- The paper presents a comprehensive review of 16 legal LLM series and 47 task-specific frameworks, delineating their applications in legal judgment prediction and case summarization.
- The paper evaluates 15 benchmarks and 29 datasets, highlighting challenges such as data bias, hallucination, and the need for improved multilingual models.
- The paper outlines future research directions including the integration of Retrieval-Augmented Generation for enhanced interpretability and efficient, domain-specific legal AI models.
LLMs Meet Legal Artificial Intelligence: A Survey
Introduction
The paper "LLMs Meet Legal Artificial Intelligence: A Survey" (2509.09969) provides an extensive review of the convergence of LLMs and Legal AI, highlighting the significant advancements LLMs have brought to the legal domain. The survey encompasses an analysis of 16 legal LLM series and 47 frameworks utilizing LLMs for legal tasks, along with the introduction of 15 benchmarks and 29 datasets used for evaluating diverse legal capabilities.
Legal LLMs and Frameworks
The adoption of LLMs in the legal sector targets a myriad of tasks, including legal judgment prediction, case retrieval, and summarization, as illustrated in Figure 1. The exploration of different approaches within this domain underscores the dual approaches of fine-tuning new legal-specific LLMs and utilizing existing LLMs within task-specific frameworks.
Figure 1: An example of LLMs in legal judgement prediction task. (a) is a pipeline of fine-tuning a new legal LLM. (b) and (c) are LLM-based frameworks for the task. (b) utilizes legal syllogism within the prompt. (c) uses a system joined by LLM and Domain Model.

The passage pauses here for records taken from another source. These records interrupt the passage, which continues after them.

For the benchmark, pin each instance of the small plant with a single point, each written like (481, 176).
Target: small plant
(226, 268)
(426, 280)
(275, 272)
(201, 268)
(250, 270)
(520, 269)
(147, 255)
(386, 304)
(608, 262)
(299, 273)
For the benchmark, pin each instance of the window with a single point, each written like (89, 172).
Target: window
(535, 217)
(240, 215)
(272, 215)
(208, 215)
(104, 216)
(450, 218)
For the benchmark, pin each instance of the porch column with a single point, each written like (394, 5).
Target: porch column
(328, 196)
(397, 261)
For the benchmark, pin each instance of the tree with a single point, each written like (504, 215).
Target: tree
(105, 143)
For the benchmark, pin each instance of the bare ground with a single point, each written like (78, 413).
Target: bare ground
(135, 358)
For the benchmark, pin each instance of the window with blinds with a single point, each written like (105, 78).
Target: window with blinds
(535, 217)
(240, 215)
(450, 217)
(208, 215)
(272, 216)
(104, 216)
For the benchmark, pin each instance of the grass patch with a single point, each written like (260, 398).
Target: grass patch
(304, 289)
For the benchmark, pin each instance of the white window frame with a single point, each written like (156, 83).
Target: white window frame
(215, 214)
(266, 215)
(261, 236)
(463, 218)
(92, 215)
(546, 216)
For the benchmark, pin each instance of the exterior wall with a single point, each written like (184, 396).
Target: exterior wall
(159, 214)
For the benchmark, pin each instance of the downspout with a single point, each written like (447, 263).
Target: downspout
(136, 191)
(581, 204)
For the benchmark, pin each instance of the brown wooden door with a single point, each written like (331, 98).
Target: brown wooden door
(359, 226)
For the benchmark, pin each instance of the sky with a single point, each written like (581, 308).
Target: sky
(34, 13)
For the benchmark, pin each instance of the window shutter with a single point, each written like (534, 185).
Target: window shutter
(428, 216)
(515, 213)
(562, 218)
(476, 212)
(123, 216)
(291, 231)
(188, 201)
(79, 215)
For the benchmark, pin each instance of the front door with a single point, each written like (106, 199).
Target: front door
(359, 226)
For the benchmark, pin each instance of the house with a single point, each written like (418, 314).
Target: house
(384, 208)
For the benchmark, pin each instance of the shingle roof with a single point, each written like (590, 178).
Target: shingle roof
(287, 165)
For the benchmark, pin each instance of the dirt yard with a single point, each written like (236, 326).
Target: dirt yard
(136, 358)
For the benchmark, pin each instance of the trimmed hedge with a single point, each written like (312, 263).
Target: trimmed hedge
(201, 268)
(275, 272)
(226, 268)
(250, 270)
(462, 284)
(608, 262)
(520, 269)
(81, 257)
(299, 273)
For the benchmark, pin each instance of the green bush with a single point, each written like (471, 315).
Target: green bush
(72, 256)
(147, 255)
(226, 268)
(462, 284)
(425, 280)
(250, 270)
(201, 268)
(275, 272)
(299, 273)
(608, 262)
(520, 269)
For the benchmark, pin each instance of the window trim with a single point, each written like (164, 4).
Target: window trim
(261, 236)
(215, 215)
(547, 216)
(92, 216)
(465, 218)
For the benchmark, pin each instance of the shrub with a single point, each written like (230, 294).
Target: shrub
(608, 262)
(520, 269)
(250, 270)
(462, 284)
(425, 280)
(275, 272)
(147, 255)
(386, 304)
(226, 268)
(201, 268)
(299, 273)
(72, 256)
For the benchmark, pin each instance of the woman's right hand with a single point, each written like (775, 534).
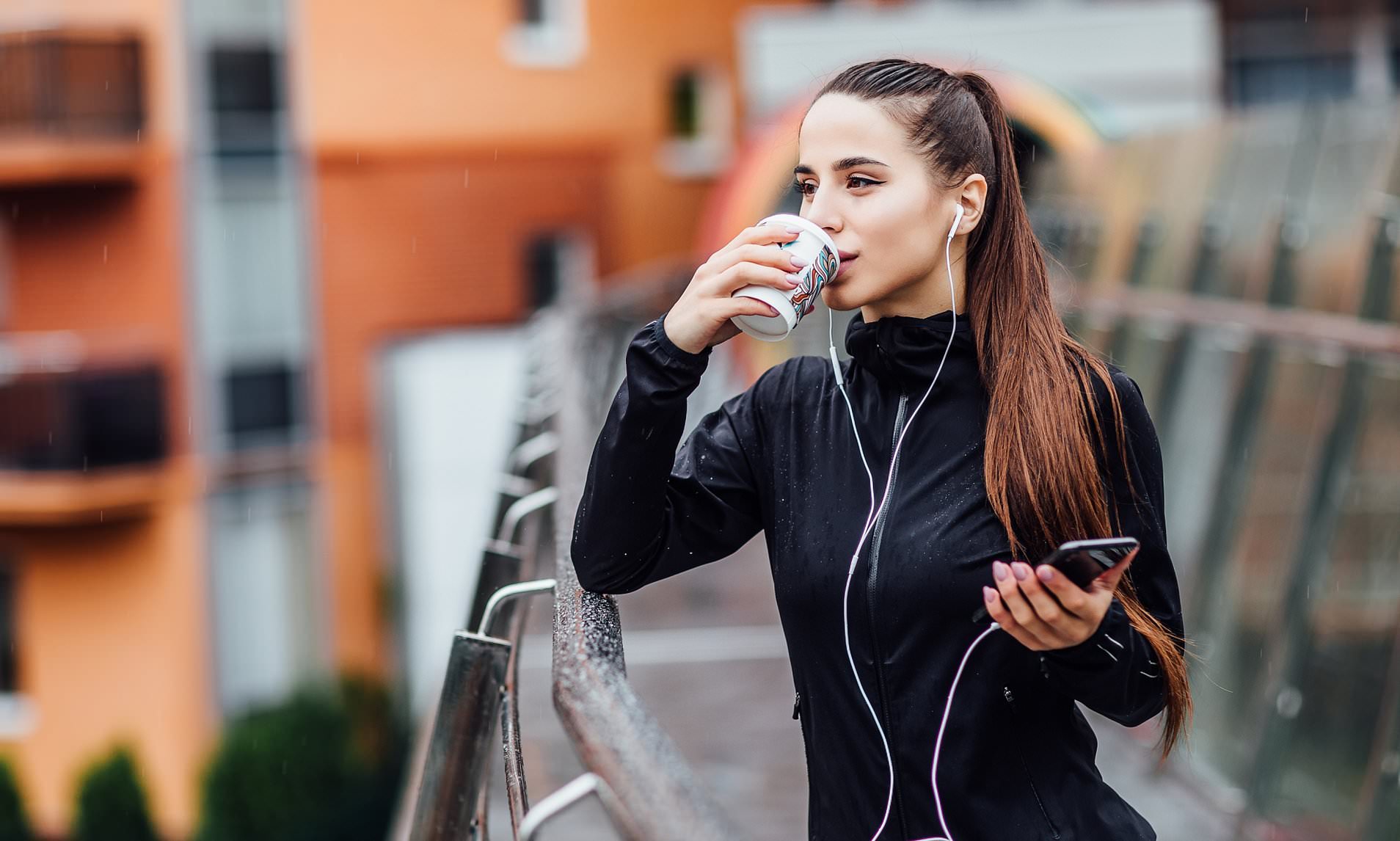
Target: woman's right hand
(700, 318)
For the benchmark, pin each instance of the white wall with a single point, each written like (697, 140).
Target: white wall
(448, 407)
(1133, 66)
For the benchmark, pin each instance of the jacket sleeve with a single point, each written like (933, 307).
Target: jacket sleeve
(1116, 672)
(650, 511)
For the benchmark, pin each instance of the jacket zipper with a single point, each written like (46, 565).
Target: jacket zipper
(869, 602)
(1011, 702)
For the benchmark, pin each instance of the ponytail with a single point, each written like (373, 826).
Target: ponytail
(1040, 464)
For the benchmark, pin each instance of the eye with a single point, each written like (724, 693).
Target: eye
(856, 182)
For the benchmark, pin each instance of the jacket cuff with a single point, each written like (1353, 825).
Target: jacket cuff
(668, 350)
(1104, 651)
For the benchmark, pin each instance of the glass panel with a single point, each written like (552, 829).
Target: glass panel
(1253, 183)
(1193, 432)
(1354, 148)
(266, 595)
(1321, 781)
(1236, 631)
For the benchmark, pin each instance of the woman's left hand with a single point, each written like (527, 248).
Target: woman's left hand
(1043, 609)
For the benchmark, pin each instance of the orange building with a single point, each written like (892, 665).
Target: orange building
(212, 220)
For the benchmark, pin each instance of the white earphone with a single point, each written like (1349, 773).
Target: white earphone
(869, 520)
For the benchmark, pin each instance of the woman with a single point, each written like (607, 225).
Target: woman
(1024, 441)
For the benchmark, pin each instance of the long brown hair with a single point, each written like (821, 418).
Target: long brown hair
(1043, 479)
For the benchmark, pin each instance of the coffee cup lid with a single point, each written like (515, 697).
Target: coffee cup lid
(791, 219)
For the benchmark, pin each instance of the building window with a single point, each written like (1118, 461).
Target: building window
(547, 34)
(1290, 79)
(245, 100)
(685, 105)
(260, 404)
(558, 263)
(532, 12)
(700, 120)
(265, 584)
(9, 647)
(15, 710)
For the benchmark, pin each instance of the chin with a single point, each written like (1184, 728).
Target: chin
(842, 297)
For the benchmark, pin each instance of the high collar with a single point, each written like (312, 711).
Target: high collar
(906, 350)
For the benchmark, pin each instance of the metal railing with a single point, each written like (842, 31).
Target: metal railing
(635, 770)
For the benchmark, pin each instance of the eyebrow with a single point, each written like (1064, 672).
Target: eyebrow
(840, 165)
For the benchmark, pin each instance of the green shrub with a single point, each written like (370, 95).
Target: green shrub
(15, 823)
(324, 765)
(111, 802)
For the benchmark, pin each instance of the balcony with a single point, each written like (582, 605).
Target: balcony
(72, 108)
(80, 445)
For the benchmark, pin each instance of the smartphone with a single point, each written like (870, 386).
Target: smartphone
(1081, 561)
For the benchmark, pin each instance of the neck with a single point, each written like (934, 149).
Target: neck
(930, 294)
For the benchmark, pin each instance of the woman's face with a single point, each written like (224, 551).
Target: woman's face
(878, 202)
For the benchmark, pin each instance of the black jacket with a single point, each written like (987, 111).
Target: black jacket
(1018, 756)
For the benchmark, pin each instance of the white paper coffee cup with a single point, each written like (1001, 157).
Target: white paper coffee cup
(791, 305)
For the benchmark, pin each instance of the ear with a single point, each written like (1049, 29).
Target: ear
(972, 196)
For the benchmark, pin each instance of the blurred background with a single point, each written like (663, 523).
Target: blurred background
(266, 280)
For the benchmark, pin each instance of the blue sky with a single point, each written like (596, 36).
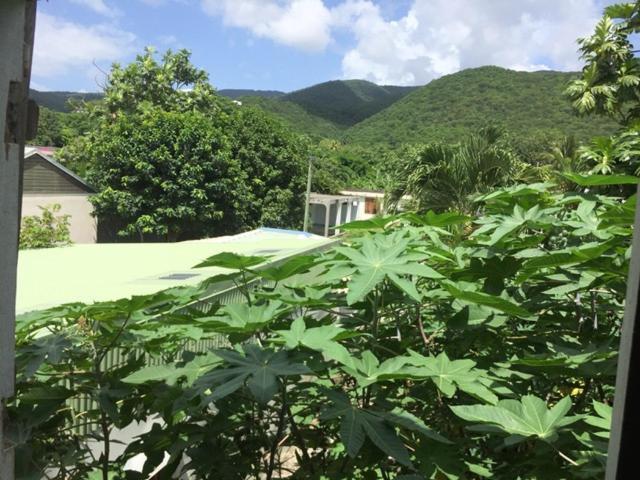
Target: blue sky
(291, 44)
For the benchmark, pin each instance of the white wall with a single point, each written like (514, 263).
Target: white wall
(83, 227)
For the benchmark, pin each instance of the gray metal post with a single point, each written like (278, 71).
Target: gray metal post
(305, 224)
(17, 24)
(625, 424)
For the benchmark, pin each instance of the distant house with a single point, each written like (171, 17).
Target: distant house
(373, 203)
(46, 182)
(328, 212)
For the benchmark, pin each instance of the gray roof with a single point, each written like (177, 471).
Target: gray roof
(31, 151)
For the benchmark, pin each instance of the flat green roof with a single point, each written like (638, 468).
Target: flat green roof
(98, 272)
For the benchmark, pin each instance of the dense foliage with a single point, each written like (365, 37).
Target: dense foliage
(442, 176)
(296, 117)
(173, 160)
(346, 102)
(456, 105)
(45, 230)
(424, 346)
(62, 101)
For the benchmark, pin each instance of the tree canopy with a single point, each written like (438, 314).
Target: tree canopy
(172, 159)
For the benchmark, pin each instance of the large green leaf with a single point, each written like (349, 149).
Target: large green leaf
(172, 372)
(381, 257)
(258, 369)
(602, 419)
(529, 417)
(232, 260)
(601, 180)
(320, 338)
(450, 375)
(357, 422)
(242, 318)
(487, 300)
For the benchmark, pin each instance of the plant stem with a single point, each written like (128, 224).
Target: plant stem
(426, 340)
(276, 439)
(104, 424)
(300, 439)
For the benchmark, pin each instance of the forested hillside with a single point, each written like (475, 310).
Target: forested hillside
(346, 102)
(58, 101)
(446, 109)
(296, 117)
(234, 93)
(456, 105)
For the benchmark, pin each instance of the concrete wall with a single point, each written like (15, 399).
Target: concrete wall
(83, 228)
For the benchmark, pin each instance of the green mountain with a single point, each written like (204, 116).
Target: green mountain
(455, 105)
(296, 117)
(346, 102)
(234, 93)
(57, 101)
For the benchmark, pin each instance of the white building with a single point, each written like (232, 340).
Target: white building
(46, 182)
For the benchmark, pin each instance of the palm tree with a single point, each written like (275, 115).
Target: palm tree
(443, 177)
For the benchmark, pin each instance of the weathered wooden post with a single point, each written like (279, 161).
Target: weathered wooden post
(17, 25)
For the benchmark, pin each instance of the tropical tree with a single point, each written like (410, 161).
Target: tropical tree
(440, 176)
(610, 85)
(45, 230)
(174, 160)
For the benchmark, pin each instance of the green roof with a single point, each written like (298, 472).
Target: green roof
(99, 272)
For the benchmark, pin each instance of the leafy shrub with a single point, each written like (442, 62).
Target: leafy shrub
(45, 231)
(424, 346)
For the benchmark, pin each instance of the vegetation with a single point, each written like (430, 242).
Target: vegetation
(296, 117)
(61, 101)
(346, 102)
(442, 177)
(455, 106)
(424, 346)
(236, 93)
(171, 159)
(456, 344)
(46, 230)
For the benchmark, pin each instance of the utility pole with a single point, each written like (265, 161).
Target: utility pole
(307, 202)
(18, 121)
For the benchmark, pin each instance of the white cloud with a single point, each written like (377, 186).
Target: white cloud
(62, 46)
(304, 24)
(98, 6)
(438, 37)
(433, 38)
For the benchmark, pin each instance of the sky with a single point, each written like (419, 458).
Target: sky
(290, 44)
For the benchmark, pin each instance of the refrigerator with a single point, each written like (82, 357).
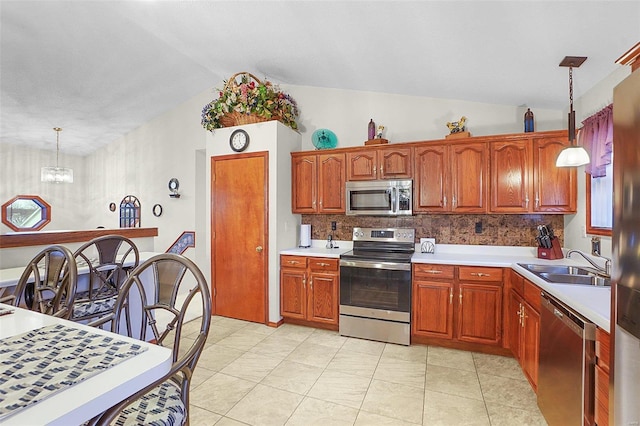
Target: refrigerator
(624, 397)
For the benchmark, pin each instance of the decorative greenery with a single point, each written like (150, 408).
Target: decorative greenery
(250, 97)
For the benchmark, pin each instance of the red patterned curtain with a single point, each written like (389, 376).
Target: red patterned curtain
(596, 136)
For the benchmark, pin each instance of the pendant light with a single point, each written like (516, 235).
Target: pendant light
(574, 155)
(56, 174)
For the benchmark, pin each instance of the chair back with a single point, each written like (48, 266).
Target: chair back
(109, 259)
(169, 289)
(48, 283)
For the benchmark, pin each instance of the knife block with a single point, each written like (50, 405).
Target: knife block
(555, 252)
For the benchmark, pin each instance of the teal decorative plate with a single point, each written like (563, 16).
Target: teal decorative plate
(324, 139)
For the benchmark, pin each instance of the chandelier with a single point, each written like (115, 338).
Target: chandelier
(56, 174)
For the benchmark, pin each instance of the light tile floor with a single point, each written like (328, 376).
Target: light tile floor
(251, 374)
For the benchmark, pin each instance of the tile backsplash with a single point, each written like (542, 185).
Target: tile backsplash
(497, 230)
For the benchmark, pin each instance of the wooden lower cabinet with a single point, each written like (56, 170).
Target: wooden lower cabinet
(309, 289)
(601, 415)
(458, 303)
(524, 326)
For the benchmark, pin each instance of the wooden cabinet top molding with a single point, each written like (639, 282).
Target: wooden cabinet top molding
(488, 138)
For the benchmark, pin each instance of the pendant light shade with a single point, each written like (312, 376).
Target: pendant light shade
(574, 155)
(56, 174)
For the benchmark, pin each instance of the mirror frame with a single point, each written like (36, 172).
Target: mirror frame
(45, 213)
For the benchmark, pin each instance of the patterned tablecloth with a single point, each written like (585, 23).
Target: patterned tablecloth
(39, 363)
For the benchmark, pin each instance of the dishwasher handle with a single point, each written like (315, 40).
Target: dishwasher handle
(579, 325)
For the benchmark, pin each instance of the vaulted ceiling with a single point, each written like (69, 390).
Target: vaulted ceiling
(100, 69)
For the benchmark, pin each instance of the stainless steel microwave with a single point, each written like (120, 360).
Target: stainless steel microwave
(380, 197)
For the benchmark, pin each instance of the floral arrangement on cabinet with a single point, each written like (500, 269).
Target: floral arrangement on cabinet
(249, 100)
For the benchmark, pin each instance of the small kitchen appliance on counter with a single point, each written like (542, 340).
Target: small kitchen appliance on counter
(375, 285)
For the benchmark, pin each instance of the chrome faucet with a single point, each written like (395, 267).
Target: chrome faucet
(607, 262)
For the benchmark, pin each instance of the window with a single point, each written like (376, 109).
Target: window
(26, 213)
(600, 203)
(129, 212)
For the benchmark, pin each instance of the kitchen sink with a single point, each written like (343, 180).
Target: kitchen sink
(594, 280)
(565, 274)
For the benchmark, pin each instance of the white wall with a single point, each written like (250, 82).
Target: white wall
(591, 102)
(406, 118)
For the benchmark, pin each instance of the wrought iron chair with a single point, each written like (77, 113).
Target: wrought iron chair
(178, 289)
(109, 258)
(48, 283)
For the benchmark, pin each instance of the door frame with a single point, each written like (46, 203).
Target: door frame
(265, 278)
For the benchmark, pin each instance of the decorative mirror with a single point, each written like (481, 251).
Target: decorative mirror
(130, 212)
(26, 213)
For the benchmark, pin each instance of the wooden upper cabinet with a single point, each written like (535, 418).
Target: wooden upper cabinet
(469, 170)
(331, 183)
(304, 184)
(450, 179)
(525, 179)
(554, 187)
(510, 166)
(430, 181)
(395, 163)
(318, 183)
(379, 163)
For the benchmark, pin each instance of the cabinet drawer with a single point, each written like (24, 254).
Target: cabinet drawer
(475, 273)
(323, 264)
(288, 261)
(602, 348)
(423, 270)
(532, 295)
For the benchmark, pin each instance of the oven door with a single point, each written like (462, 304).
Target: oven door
(375, 289)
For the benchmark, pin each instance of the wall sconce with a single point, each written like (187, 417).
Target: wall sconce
(174, 184)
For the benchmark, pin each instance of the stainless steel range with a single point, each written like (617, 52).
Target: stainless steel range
(375, 285)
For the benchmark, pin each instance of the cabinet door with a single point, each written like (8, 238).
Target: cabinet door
(293, 293)
(395, 163)
(303, 184)
(331, 183)
(323, 298)
(510, 165)
(554, 187)
(469, 178)
(430, 184)
(433, 309)
(515, 325)
(361, 165)
(479, 313)
(531, 344)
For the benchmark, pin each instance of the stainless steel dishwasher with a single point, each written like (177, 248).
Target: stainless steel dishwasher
(566, 365)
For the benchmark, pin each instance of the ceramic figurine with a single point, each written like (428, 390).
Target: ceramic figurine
(528, 121)
(372, 129)
(457, 126)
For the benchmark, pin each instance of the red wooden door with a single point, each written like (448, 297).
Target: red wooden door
(239, 205)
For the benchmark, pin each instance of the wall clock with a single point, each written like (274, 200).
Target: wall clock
(239, 140)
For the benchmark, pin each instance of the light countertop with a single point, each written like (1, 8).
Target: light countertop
(594, 303)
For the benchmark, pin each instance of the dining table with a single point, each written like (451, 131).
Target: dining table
(58, 372)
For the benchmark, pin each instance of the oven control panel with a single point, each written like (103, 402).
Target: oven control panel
(384, 234)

The survey categorizes various datasets and methods into types of tasks they address and evaluates the impact of LLM-based techniques. Notably, LLMs are trained on substantial legal corpora to infuse domain-specific knowledge, overcoming the limitations of general-purpose LLMs when applied directly to legal languages.
Datasets and Benchmarks
A significant portion of the paper is dedicated to annotating the current landscape of legal AI datasets, particularly those tailored to LLM-specific applications. The datasets are scrutinized based on pre-training sources, supervised fine-tuning scopes, and benchmark originations. The survey highlights datasets such as "HanFei" and "LawGPT," which are foundational for subsequent model development. Bias, imbalance, and synthesis quality in datasets present ongoing challenges.
Figure 2: The capabilities assessed by benchmarks.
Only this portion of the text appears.